Morrison is not dead.
He lives in a one room bungalow
Jim is, Van is not.
Jim Morrison: (feebly) I’m not dead!
Cart-master: (suprised) What?
Man: Nothing! Here’s your ninepence....
Jim Morrison: I’m not dead!
Cart-master: ‘Ere! ‘E says ‘e’s not dead!
Man: Yes he is.
Jim Morrison: I’m not!
Cart-master: ‘E isn’t?
Man: Well... he will be soon— he’s very ill...
Jim Morrison: I’m getting better!
Man: No you’re not, you’ll be stone dead in a moment.

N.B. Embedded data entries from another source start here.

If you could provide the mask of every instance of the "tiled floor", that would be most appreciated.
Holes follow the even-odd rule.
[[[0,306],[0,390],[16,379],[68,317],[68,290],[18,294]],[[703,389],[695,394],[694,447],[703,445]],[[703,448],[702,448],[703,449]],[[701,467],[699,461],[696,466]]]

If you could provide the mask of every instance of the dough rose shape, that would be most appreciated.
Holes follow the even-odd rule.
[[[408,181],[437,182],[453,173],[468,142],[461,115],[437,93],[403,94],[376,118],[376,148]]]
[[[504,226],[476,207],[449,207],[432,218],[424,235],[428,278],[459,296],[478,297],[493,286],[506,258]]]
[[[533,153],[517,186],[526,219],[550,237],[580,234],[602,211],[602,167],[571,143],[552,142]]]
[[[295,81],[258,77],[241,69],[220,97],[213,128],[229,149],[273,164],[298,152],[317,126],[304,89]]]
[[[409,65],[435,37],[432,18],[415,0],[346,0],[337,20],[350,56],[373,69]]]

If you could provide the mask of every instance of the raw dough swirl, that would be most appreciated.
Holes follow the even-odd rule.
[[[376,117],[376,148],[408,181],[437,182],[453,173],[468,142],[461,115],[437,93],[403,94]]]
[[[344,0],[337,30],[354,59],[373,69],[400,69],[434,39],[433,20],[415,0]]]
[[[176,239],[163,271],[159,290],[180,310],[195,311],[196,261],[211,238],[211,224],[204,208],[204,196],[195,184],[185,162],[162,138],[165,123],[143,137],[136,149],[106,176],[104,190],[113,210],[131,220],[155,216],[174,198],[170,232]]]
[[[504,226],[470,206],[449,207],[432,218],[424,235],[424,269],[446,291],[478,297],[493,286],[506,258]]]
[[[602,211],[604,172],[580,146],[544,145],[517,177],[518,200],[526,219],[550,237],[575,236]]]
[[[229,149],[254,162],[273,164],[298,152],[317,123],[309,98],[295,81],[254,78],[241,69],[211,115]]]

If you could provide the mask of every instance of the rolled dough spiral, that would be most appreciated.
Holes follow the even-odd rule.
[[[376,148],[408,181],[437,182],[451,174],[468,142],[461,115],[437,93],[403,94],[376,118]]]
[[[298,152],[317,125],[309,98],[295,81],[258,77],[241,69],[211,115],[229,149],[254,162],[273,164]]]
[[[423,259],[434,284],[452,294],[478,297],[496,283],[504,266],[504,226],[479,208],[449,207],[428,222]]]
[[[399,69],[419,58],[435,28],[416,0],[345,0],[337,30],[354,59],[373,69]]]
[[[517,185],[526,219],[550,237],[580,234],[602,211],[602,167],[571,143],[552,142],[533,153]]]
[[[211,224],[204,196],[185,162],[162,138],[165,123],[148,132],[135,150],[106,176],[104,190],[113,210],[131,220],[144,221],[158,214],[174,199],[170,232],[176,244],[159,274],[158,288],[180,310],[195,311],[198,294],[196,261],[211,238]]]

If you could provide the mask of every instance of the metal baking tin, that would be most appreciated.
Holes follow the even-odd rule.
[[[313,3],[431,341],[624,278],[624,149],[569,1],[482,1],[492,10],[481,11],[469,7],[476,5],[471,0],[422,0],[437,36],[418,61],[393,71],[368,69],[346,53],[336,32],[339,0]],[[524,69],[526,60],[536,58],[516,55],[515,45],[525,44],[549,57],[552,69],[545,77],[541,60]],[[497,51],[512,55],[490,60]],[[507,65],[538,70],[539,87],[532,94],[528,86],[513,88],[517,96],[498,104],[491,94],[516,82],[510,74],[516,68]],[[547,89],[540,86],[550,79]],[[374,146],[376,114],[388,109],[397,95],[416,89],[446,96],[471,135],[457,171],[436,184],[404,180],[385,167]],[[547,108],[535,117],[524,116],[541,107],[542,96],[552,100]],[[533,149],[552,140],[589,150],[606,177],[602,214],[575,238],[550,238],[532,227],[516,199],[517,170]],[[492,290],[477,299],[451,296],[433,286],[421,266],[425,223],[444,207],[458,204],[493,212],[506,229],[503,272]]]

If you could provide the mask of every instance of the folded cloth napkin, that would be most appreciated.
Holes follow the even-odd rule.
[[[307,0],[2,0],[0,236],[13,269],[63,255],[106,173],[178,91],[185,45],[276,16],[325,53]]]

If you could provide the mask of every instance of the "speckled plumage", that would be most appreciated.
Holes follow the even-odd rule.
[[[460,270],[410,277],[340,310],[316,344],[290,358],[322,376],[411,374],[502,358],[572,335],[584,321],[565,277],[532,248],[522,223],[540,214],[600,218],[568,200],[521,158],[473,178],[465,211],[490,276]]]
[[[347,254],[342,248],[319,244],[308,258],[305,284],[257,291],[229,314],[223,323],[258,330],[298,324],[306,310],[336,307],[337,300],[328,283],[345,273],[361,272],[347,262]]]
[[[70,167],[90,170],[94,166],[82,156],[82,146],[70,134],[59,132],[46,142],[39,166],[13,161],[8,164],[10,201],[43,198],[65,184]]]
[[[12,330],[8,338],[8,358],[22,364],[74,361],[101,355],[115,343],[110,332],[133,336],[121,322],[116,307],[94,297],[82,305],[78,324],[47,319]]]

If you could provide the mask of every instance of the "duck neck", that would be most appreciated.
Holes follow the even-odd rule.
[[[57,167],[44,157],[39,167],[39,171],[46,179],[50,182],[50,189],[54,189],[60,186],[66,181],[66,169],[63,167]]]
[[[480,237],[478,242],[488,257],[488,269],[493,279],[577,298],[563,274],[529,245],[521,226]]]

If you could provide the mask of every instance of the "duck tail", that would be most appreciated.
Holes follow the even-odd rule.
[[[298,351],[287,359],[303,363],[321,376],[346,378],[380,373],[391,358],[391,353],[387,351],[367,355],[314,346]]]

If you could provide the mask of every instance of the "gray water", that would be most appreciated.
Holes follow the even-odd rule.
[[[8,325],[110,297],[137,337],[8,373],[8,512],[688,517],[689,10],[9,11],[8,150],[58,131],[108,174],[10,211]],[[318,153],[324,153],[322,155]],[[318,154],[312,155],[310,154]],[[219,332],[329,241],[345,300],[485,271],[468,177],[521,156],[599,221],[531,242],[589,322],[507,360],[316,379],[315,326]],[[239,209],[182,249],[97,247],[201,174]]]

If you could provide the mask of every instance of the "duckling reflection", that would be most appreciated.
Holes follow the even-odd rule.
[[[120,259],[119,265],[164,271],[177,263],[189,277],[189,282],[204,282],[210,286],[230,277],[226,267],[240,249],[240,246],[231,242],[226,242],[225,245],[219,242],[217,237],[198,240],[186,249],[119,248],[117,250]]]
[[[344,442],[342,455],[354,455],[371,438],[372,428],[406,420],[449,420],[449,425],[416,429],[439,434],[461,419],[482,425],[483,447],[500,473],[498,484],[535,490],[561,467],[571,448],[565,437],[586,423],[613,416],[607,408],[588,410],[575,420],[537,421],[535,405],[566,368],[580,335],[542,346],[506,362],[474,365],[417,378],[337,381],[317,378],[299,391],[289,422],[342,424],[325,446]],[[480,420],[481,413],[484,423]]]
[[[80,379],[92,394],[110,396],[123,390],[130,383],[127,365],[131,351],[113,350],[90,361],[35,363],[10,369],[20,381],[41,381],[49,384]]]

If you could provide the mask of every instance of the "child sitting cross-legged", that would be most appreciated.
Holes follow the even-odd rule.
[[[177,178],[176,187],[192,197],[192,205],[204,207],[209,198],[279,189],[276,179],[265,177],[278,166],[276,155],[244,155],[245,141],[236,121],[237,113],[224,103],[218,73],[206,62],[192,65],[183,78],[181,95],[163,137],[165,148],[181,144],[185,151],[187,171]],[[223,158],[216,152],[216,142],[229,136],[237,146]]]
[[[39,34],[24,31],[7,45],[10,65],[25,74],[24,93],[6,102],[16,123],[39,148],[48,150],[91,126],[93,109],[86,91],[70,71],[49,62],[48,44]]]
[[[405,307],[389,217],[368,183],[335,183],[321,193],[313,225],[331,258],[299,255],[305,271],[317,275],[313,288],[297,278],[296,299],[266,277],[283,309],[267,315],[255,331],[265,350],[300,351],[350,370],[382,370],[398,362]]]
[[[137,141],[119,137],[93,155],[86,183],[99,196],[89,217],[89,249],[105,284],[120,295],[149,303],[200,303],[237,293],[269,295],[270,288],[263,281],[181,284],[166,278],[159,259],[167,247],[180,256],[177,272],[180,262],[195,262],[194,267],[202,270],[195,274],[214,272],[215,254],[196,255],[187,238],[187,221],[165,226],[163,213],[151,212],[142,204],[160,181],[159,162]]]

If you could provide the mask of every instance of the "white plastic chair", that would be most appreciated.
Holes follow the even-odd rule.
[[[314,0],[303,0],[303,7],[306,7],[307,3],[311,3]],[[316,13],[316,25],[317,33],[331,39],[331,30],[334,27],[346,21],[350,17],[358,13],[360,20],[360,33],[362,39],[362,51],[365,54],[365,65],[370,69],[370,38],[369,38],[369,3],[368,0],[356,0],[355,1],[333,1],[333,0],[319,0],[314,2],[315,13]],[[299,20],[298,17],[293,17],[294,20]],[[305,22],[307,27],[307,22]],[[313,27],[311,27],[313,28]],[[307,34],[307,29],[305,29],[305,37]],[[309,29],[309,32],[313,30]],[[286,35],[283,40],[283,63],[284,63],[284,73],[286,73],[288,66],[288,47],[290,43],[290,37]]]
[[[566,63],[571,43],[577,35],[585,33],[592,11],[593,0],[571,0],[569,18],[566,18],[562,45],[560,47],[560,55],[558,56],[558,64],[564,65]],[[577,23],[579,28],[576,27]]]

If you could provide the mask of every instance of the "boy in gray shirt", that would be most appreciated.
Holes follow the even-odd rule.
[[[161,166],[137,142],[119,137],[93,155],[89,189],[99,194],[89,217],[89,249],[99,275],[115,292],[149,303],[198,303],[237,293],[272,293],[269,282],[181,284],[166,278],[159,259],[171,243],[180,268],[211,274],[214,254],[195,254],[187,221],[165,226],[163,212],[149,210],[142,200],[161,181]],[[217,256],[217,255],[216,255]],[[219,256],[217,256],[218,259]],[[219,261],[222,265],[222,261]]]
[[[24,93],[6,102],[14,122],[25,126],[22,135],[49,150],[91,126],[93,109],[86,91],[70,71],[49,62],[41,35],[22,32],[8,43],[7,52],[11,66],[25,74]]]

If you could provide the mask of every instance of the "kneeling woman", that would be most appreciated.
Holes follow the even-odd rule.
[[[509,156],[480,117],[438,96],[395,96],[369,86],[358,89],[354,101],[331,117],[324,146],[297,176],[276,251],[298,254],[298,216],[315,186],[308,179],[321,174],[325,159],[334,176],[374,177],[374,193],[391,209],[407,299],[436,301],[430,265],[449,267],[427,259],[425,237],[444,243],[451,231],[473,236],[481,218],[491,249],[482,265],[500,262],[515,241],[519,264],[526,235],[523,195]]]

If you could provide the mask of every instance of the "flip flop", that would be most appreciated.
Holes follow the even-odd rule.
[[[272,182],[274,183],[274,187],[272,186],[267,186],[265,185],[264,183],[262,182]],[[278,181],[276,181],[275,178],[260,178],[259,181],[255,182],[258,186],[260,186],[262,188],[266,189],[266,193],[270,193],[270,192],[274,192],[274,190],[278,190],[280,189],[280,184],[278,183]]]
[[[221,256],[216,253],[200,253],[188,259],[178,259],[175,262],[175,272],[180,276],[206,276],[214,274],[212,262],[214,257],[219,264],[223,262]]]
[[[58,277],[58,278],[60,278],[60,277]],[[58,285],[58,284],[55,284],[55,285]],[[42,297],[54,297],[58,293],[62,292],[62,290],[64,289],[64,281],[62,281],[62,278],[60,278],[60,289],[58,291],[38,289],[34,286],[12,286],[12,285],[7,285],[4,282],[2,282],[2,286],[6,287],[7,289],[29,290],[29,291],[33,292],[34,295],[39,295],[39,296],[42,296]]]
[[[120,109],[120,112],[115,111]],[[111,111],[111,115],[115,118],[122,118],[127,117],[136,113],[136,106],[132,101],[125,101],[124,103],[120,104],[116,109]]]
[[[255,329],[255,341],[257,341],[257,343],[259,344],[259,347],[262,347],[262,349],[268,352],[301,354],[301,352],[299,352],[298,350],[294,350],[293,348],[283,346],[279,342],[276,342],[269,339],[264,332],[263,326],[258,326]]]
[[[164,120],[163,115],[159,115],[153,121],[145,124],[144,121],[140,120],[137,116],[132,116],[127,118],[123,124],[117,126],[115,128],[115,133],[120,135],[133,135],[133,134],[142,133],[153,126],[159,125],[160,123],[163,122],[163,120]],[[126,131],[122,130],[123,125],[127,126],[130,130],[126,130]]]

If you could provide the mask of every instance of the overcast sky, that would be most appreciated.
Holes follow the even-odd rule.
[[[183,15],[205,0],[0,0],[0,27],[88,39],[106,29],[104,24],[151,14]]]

Cart-master: I can’t take ‘im like that! It’s against regulations!
Jim Morrison: I don’t want to go on the cart....
Man: Oh, don’t be such a baby.
Cart-master: I can’t take ‘im....
Jim Morrison: I feel fine!
Man: Well, do us a favor...
Cart-master: I can’t!
Man: Can you hang around a couple of minutes? He won’t be long...
Cart-master: No, gotta get to Robinson’s, they lost nine today.
Man: Well, when’s your next round?
Cart-master: Thursday.
Jim Morrison: I think I’ll go for a walk....
Man: You’re not fooling anyone, you know—
(to Cart-master) Look, isn’t there something you can do...?
Jim Morrison: I feel happy! I feel happy!